Abstract:
Physiological time series are fundamental to clinical practice and life science research. Prominent examples include heart activity recordings (electrocardiograms, or ECGs) and brain activity recordings (electroencephalograms, or EEGs).
However, these time series come with several challenges. In many cases, they are noisy or contain missing values. Additionally, clinicians and researchers are often interested in inferring unobserved physiological variables from these time series, for example, when diagnosing diseases or estimating physiological parameters.
In recent years, deep probabilistic models, which use deep neural networks to model complex, high-dimensional probability distributions, have emerged as a powerful, data-driven approach to tackling many of these challenges.
Despite these advances, many issues remain. For example, deep probabilistic models often require a large amount of data to accurately capture the desired distribution. For physiological time series, however, the amount of available data is often limited because datasets are subject to privacy restrictions or are expensive to obtain. Additionally, the neural networks used in deep probabilistic models often contain millions of parameters, which limits interpretability and can lead to unexpected failure cases.
To address these issues, we introduce data-efficient and interpretable deep probabilistic models for physiological time series, which can be used to predict clinical events, generate high-fidelity neurophysiological time series, and infer parameters for simulators of physiological processes.
Our first contribution concerns apnea prediction in newborn infants. We propose an interpretable model that predicts these clinical events directly from polysomnograms recorded during sleep and reveals which features of the recording are especially predictive.
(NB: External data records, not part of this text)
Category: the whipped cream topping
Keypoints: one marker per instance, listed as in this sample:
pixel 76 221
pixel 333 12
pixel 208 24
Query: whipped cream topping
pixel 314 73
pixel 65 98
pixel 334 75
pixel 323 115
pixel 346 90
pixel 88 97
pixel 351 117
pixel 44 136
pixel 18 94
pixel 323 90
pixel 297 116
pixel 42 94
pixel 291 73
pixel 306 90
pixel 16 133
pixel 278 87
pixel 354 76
In our second contribution, we create data-efficient generative models of neurophysiological time series, such as EEGs, that generate realistic synthetic samples, which accurately capture many neuroscientific statistics. These models also allow for relevant time-series applications, such as imputing missing values.
Finally, we propose new methods for inferring distributions of unobserved parameters from observations. Both methods concern the simulation-based setting, where a simulator (e.g. of a physiological process) is used to train a deep probabilistic model for inference.
Specifically, our third contribution introduces a method for estimating high-entropy parameter distributions, which prevents the omission of valid regions in parameter space. Our fourth contribution is a method for simulation-efficient Bayesian inference that requires substantially fewer simulation data than previous approaches.
We demonstrate the effectiveness of these methods on challenging parameter inference tasks involving simulators of neural voltage dynamics.
Together, the contributions in this thesis advance the applicability of deep probabilistic models for physiological time series, enabling more data-efficient and interpretable prediction, generation, and inference.